When I was Mormon I once had a deep religious experience accompanied by the sense that I knew Joseph Smith in the premortal life. It was powerful and interesting. But the implications I painted around it aren’t real.

Example 3: Perception of energy

Quote from the book:

“After awakening, people often find that their sense become extraordinarily acute…We might also start to sense things, to feel things we didn’t feel before. We might be able to feel what someone else is feeling, or we might find that we have become sensitive to the energy environments and the energy fields of other people. We might sense, for the first time, the energy fields of animals or trees or plants or our house or particular rooms”

My response:

Meditation is certainly able to make our connection with our senses more acute. But this need not be taken too far. For instance, the “energy fields of other people”- whatever this is- still refers on a fundamental level to theory of mind– and can certainly be inaccurate.

In Mormonism this is called “The gift of discernment”. Part of my deconstruction journey was realising it’s just not that real. You can think “someone has this particular energy” but that is ultimately your mind’s guess about them, they might not feel that way at all.

Unapologetically critical of ideas used for introspection

As someone who was raised religious and then transitioned out I’ll say- when looking at your self and performing all kinds of introspection, the toolkit you use is absolutely essential. A bad toolkit can result in serious harm and suffering. So I have a standard for introspective frameworks that Adyshanti isn’t able to meet.

In my view, this book is not a good enough toolkit. It is not refined enough through critique.

Having said that, I enjoyed his meditations and would do them again.

How I think we should approach spiritual experiences and frameworks

While tripping on LSD one day I had one of the most meaningful and profound experiences of my life.

An “enlightened being” appeared to me in the visual field behind my closed eyes in the form of a fractal mask (a mask of masks). It was understood that the being was on both sides of the mask, and it had no face. There was music playing in the background. Then the being proceeded to provide me with a “meditation teaching”. I experienced synaesthesia. A bright white dancing figure appeared in the lower left of my visual field and had no centre, and it danced in perfect synchronicity with the music. Eventually the dancing ended and the enlightened being disappeared. It was utterly wonderful. I simply said “thank you for the meditation teaching”.

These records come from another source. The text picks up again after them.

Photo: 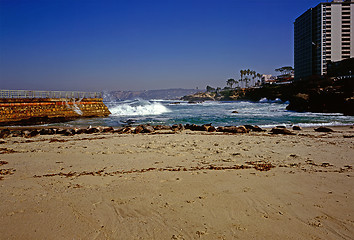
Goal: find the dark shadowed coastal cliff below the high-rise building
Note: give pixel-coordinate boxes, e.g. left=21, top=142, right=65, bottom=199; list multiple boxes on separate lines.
left=181, top=78, right=354, bottom=116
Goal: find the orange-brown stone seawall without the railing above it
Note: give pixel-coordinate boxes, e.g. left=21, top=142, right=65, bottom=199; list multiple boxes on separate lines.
left=0, top=98, right=110, bottom=126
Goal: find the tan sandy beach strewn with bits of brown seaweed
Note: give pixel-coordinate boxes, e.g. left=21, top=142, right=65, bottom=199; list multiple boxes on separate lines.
left=0, top=126, right=354, bottom=239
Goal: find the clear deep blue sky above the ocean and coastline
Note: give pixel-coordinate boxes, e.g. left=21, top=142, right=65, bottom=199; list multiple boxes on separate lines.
left=0, top=0, right=320, bottom=91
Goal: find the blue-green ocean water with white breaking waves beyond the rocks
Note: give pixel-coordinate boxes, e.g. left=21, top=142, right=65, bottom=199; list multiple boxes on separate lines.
left=64, top=99, right=354, bottom=127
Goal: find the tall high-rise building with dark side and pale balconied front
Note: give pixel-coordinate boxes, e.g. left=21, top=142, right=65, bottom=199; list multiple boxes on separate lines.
left=294, top=0, right=354, bottom=80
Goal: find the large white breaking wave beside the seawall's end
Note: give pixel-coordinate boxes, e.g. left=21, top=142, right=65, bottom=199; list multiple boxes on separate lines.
left=109, top=100, right=170, bottom=116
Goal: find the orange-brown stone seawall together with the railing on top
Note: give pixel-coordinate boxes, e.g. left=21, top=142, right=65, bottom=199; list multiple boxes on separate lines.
left=0, top=90, right=110, bottom=126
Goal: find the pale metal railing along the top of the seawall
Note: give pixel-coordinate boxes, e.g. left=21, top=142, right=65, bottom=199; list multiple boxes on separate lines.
left=0, top=90, right=102, bottom=98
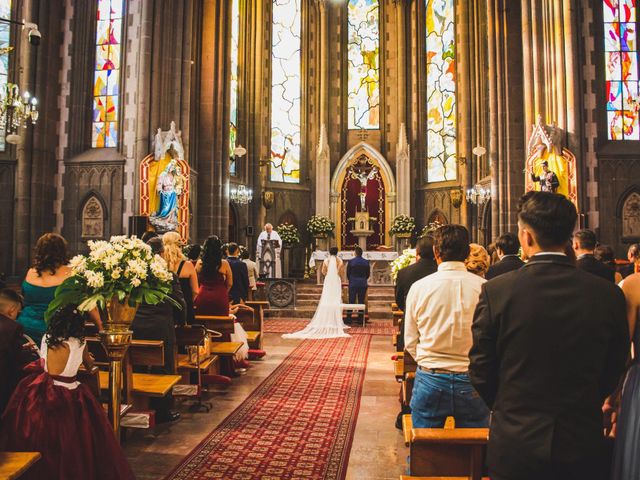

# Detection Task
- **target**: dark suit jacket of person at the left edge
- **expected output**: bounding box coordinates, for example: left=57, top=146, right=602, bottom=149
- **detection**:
left=0, top=315, right=31, bottom=416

As I processed this event in the days and months afterwards, my viewpoint of it became very plain.

It was a deeply meaningful, significant and beautiful experience that my mind generated. It was artful and fascinating. I’m deeply grateful for it. But I would never claim that there’s any objectively true “fractal mask enlightened being” floating around in the universe. I didn’t start a “cult of the fractal mask”, start writing “the scriptures of the fractal mask”, start creating “fractal mask meditation teachings” or start telling other people “if only you take the right dosage of LSD, you’ll see the mask too”. I understand that the experience itself was highly idiosyncratic, and I don’t prescribe it to other people nor assume they’d experience anything like it- even under the influence of LSD.

None of this takes anything away from the experience and how meaningful it was to me. I love this experience and it was highly valuable to me. I’m deeply grateful that I could have had it in my lifetime.

This is the kind of qualification I wish Adyshanti would have in his work. Strip down the stories even further. In what way are the concepts and frameworks of your spiritual tradition influencing your ongoing, unfolding experience of the world? Would you experience anything about past lives if you didn’t already believe them to be possible? In what way is the “healing power” real? What do you mean by people’s “energy”?

In my view, there’s certainly more room for deconstruction here, and, I think the exact point where someone might pick up Adyashanti’s book is where they might do better to go to a therapist, learn about philosophy or psychology, or even just journal about their “awakening” experiences, reflecting with deep gratitude that they happened, but leaving the question of “what now” to other lines of enquiry.